Capital Gains Tax (CGT) Rate Increases
The budget outlines notable increases in Capital Gains Tax (CGT), with the lower rate rising from 10% to 18% and the higher rate from 20% to 24%. These changes impact both buyers and sellers, particularly those selling a business asset like an accountancy practice. Sellers looking to exit the market and take advantage of existing lower rates might consider accelerating their sale timeline. Buyers, on the other hand, should factor in these increased CGT rates as they could affect potential gains upon the future resale of the practice.
• The CGT lower rate is increasing from 10% to 18%, and the higher rate from 20% to 24%. For business assets, rates will rise to 14% from April 2025, and match the main lower rate of 18% from April 2026.
• Sellers aiming for tax-efficient exits may find higher CGT liabilities, which could affect net returns on the sale of an accountancy practice. Buyers might face additional CGT considerations in future disposals if planning an eventual resale.
Changes to Business Asset Disposal Relief and Investors’ Relief
Incremental increases to Business Asset Disposal Relief and Investors’ Relief rates could impact tax liabilities for business owners when they sell their practices. These higher rates will gradually impact sellers’ post-tax profits, potentially diminishing the overall net gain from the sale. If sellers aim to benefit from current rates, they might need to consider accelerating their exit plans. Buyers could leverage this timing to negotiate purchase terms that are more favourable in light of the seller’s tax-driven urgency.
• These rates will increase gradually, impacting business owners' tax liabilities when they sell their practices.

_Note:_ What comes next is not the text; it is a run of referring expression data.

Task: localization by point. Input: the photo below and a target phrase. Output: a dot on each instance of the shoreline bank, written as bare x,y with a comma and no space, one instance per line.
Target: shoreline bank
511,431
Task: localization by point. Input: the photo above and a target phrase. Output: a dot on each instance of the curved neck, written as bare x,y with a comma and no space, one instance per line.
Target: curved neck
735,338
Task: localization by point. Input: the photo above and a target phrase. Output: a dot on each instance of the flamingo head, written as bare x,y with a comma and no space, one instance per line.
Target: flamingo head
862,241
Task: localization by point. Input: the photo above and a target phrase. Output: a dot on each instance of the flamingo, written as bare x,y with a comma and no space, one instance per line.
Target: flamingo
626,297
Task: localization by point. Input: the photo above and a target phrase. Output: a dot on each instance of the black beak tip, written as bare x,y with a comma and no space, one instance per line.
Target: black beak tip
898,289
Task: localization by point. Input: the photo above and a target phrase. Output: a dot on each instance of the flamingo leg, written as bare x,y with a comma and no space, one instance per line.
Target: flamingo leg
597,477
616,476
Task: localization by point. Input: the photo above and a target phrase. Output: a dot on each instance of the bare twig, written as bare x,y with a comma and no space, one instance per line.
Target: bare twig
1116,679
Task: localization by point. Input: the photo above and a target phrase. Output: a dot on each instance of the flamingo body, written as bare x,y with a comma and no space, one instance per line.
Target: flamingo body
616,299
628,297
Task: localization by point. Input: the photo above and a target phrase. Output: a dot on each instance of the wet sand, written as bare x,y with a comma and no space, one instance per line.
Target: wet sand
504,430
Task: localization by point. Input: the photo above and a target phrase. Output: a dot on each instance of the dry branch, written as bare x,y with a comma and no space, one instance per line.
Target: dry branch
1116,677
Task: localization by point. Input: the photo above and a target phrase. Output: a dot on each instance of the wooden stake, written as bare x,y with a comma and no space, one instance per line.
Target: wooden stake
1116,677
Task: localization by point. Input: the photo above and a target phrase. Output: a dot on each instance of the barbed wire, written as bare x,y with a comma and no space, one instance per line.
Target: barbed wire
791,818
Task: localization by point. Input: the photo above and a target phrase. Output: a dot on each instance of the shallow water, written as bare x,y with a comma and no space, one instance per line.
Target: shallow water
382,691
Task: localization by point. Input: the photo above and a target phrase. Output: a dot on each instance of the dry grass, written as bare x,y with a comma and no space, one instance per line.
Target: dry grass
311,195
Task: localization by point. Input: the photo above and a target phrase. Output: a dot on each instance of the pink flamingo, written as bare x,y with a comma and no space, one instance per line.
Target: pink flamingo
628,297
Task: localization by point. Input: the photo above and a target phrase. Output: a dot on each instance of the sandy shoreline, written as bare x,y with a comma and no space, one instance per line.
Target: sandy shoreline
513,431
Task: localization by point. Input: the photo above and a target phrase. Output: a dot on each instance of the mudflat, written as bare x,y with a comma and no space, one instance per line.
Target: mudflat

• Sellers should consider accelerating their sale if they aim to benefit from current, lower rates. Buyers can use this timing to negotiate favourable purchase terms.
Other Relevant Tax Changes
Additional tax adjustments may impact ownership transitions. For example, the treatment of inheritance tax on business properties could affect family-owned practices or generational transfers. Buyers planning on operational improvements may also benefit from allowances for energy-efficient equipment or upgrades.
• Changes to the inheritance tax treatment of business property could impact generational transitions or family-owned practices.
• The extension of allowances for energy-efficient equipment or upgrades may benefit buyers planning to improve operational efficiency.
Summary Impact
For buyers, the budget’s measures offer stability in corporate tax rates and incentivise sustainable investments, which can support practice growth post-purchase. However, they should factor in increased NIC costs and potential tax liabilities on future disposals.
For sellers, the increased CGT rates and NIC changes may lower after-tax profits from the sale, prompting them to consider selling sooner rather than later to capitalise on current tax rates.